Gastronomia nos USA, o ritual das refeições
Resturante italiano Ângelo Bellini
Gastronomia nos USA, o ritual das refeições, o restaurante italiano Ângelo Bellini em New York

O ritual da refeição

Gastronomia nos USA: o ritual da refeição em New York em restaurantes mais tradicionais acompanham o europeu (principalmente o francês) e obedecem a uma ordem. O appetizer corresponde à nossa entrada; o main dish, main course ou entrée, apesar do que o nome sugere, é o prato principal (carne, peixe ou frango), com acompanhamento. Sobremesa, como em francês, é dessert.

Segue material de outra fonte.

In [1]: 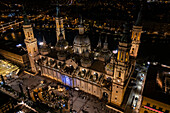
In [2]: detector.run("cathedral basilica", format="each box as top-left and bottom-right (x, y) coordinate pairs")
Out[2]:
(23, 5), (142, 106)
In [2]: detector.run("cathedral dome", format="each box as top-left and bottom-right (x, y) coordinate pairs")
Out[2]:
(39, 46), (51, 55)
(39, 37), (51, 55)
(73, 34), (90, 46)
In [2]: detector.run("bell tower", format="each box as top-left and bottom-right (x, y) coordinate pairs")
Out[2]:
(56, 4), (65, 41)
(111, 23), (131, 105)
(23, 8), (38, 72)
(130, 6), (143, 58)
(114, 23), (131, 85)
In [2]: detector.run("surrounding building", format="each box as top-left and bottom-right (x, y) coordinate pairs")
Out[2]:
(140, 65), (170, 113)
(0, 41), (29, 67)
(23, 5), (142, 106)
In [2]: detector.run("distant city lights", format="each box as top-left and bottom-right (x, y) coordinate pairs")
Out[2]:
(113, 50), (118, 54)
(39, 42), (43, 46)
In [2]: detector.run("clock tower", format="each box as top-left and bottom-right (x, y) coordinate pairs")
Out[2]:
(55, 6), (65, 41)
(23, 13), (38, 72)
(130, 6), (143, 58)
(111, 23), (131, 105)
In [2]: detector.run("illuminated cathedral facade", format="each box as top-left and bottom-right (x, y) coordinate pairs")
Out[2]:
(23, 8), (142, 106)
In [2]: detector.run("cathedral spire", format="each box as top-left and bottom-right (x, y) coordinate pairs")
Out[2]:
(43, 36), (46, 46)
(79, 16), (84, 35)
(56, 1), (60, 17)
(103, 35), (108, 49)
(97, 35), (102, 47)
(22, 6), (30, 25)
(121, 22), (131, 43)
(135, 4), (143, 26)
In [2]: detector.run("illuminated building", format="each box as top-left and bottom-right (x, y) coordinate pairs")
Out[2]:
(140, 65), (170, 113)
(23, 6), (140, 106)
(0, 41), (29, 67)
(23, 9), (39, 72)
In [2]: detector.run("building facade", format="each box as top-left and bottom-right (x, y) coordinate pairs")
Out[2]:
(23, 9), (143, 106)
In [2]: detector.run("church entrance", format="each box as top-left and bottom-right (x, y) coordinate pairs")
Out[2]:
(102, 92), (109, 102)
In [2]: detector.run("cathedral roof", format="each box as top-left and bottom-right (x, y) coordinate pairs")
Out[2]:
(39, 37), (51, 55)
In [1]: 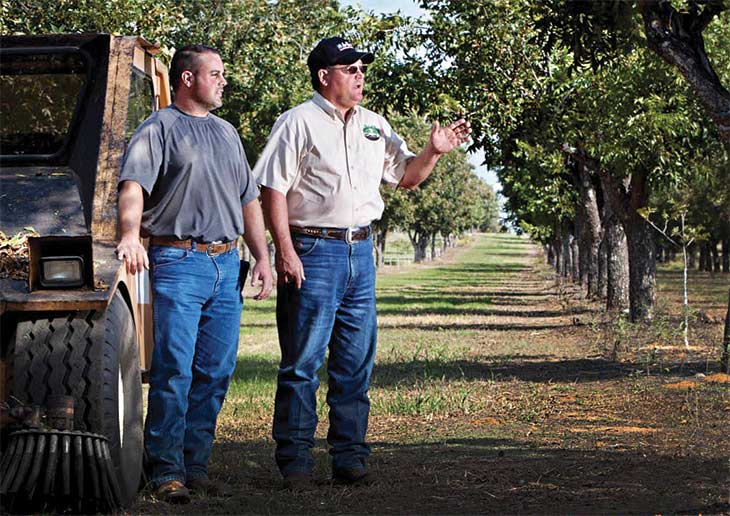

O café servido no final do almoço ou do jantar pode ser o espresso, fechamento correto de qualquer refeição em um restaurante de verdade, felizmente cada vez mais corrente nos EUA.
Todos os restaurantes servem tap water (água da torneira, que lá é potável) gratuitamente. Só água mineral é cobrada.

Os vinhos

Os bons restaurantes geralmente têm carta de vinhos variada, com rótulos californianos, franceses, italianos, espanhóis, chilenos, argentinos, neozelandeses e australianos.
Americanos são menos rigorosos com horários que europeus, mas bem mais do que brasileiros quando se trata de um jantar. Quando for convidado para almoçar ou jantar na casa de amigos americanos, ou para ir a um restaurante, chegue no horário combinado e reserve bastante tempo… Em Nova York, só se come rápido em fast food. Como no Brasil, jantar fora, principalmente em um bom restaurante, é um evento social, um momento para bater papo com amigos, sem nenhuma pressa.

As refeições

Café da manhã (Breakfast)

Costuma-se tomar um farto café da manhã, com café ou chá, leite, sucos, cereais, ovos (mexidos, fritos, ou em omelete), bacon e linguiças. Embora sejam um prato “caipira”, as hash browns (batatas raladas ou cozidas e depois fritas) podem ser encontradas em alguns lugares. Essa refeição é a mais econômica do dia.

Almoço (Lunch)

Tradicionalmente, uma refeição leve, de cujo nome deriva a palavra “lanche”. Porém, em Nova York, o lunch frugal tende cada vez mais a ser substituído por um almoço copioso, como em outros países do Ocidente.

Brunch

Misto de breakfast com lunch, servido mais comumente nos finais de semana (quando muita gente acorda mais tarde), a partir das 10h. Tradicionais nos grandes hotéis, brunches são servidos em self-service a preço fixo. Têm de tudo, de salada de frutas a carnes. Você também vai encontrar brunch a preço fixo, que inclui um prato, café ou chá e suco, em restaurantes pequenos e tradicionais principalmente de Downtown. Os drinques favoritos para acompanhar essa refeição são a Mimosa (champagne e suco de laranja) e a Bloody Mary (vodka e suco de tomate). Quem acha que é cedo demais para bebidas alcoólicas pode pedir suco de laranja ou grapefruit.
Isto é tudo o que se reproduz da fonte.